The above is from a user on fetlife. It is still hard for me to embody her first two sentences but I am coming to live this understanding more and more everyday. I threw myself into these teeming city ponds when I was young. I was strong and fierce but clueless. The clues are becoming more and more congruent, I am valuable to an epic degree. So are we all.

Delving more deeply into the BDSM world reveals to me that these threads do not weave a sexual tapestry alone. This information, what I am learning and discovering, often has more to do with who I am as a person and what values I hold closely. The line between kinky sex and everyday life become less and less important, how you live is how you live no matter what you're doing. ((It's vague here...I have a date to get to...this is a later edit.))

I am still doing splendidly. All this work (my god I did so much behind the scenes planting since 2004) is finally bearing edible fruit. I am finding myself going more habitually to the ways I want for myself and old habits are losing strength. I am recognizing patterns in myself, ways that I behave, and correcting them quickly, gently, and soundly.
Here's a typical night at home after work: I get home, my cats are all over me. The first thing I do is take off all or most of my clothing (doesn't everyone do this?). Then I turn on music. I don't get much time at home, to myself, so I have mental lists miles long of things I want to finish, begin, or work on. It takes me quite some time to channel the 'work for other people' energy out of me and I'm impatient. I'm particularly impatient with myself (or at least I used to be...).
To modify my thinking, being, breathing, perception, I turn to a commonly known weed for advice. The weed tends to make the options spin faster in the air around my head for a time. I become physically tense and uncomfortable, my breathing seems to shallow, my mind seems to freeze before all these rotating options and then I spiral downward into an anxious inertia full of self directed frustration and criticism.

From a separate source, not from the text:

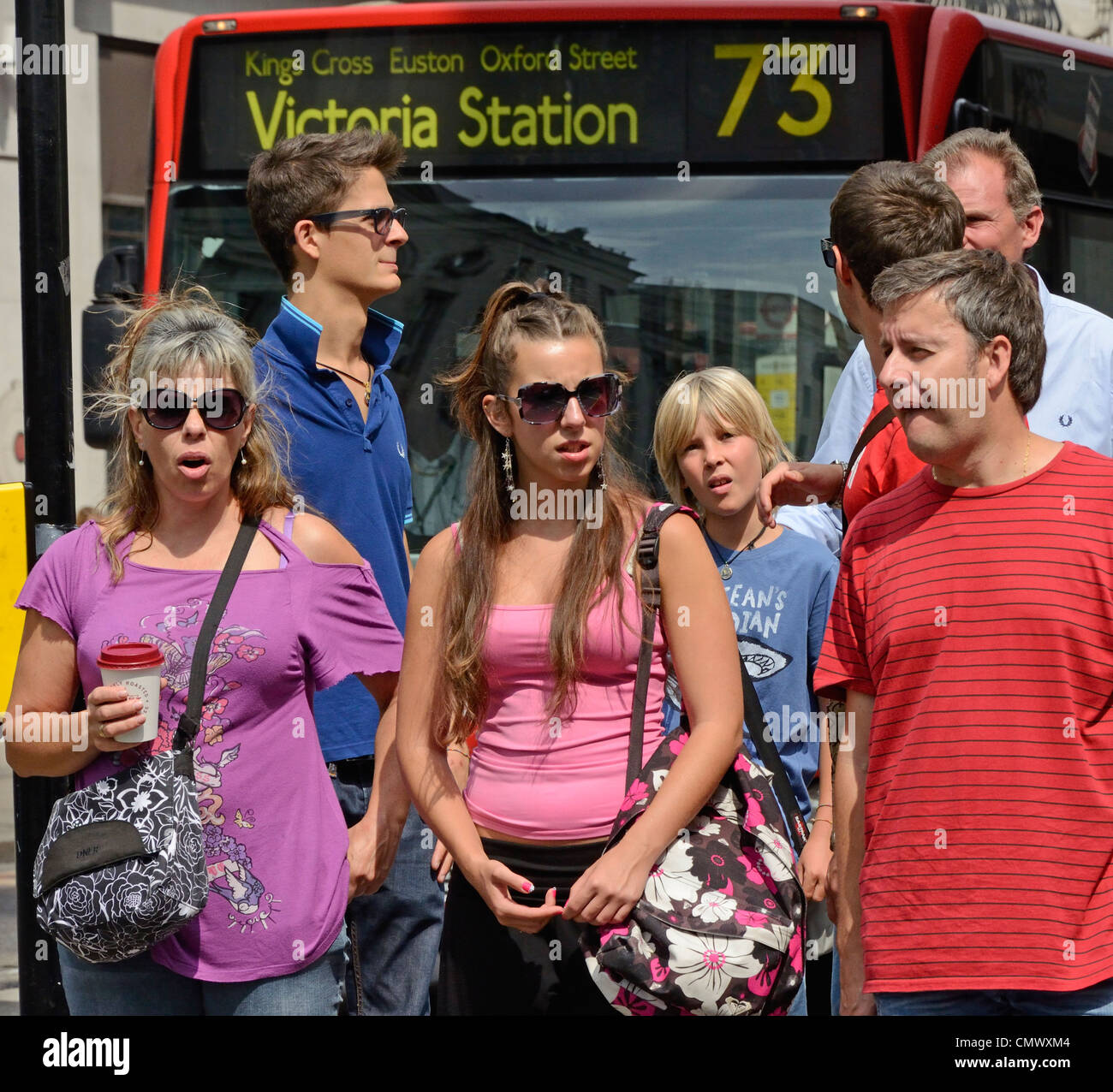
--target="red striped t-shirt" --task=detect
[815,442,1113,992]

This pattern happens almost every time I get a night at home. I try to make more space for nights at home so it doesn't seem that my to do lists get attention starved and snarled, but that rarely pans out.
I've wondered over and over about my "reliance" on this commonly known and easy to grow plant. I always come back to the simple desire as being a thing to be respected in itself and try not to ruin yet another good thing with anxious over-analyzing.

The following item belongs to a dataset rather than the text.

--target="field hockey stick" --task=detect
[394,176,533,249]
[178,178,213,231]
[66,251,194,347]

It happened last night. I could feel myself getting breathless and tense and knew I had to act fast before the maw of undone options ate me alive and left me a knotted up mess of darkness. I got on my bike and rode as hard as I could for 25 minutes. I came home and did a rejuvenating and relaxing 40 minutes of strenuous yoga. Afterward I lay on my bed smiling for a time until it became clear to me how much time I had and what things I needed or wanted to accomplish. I set to work, no knots, no doubts, no anxiety. I realized what I'd just done.

These successes are invisible to the outsider. No one will congratulate me for paying my bills, picking up my strewn about clothes and scooping the cat box...except me (unless I proudly catalog these everyday successes to someone else, which I do). I will definitely congratulate myself for that and more. I am learning my lessons. I am holding my ground. I am a peaceful warrior: ready to act when necessary and stable enough to stand contentedly until action is needed.

1 comment:

Tara said...

Your evolution is so beautiful and inspiring. I'd love to hear more about how bdsm leads and weaves with this journey.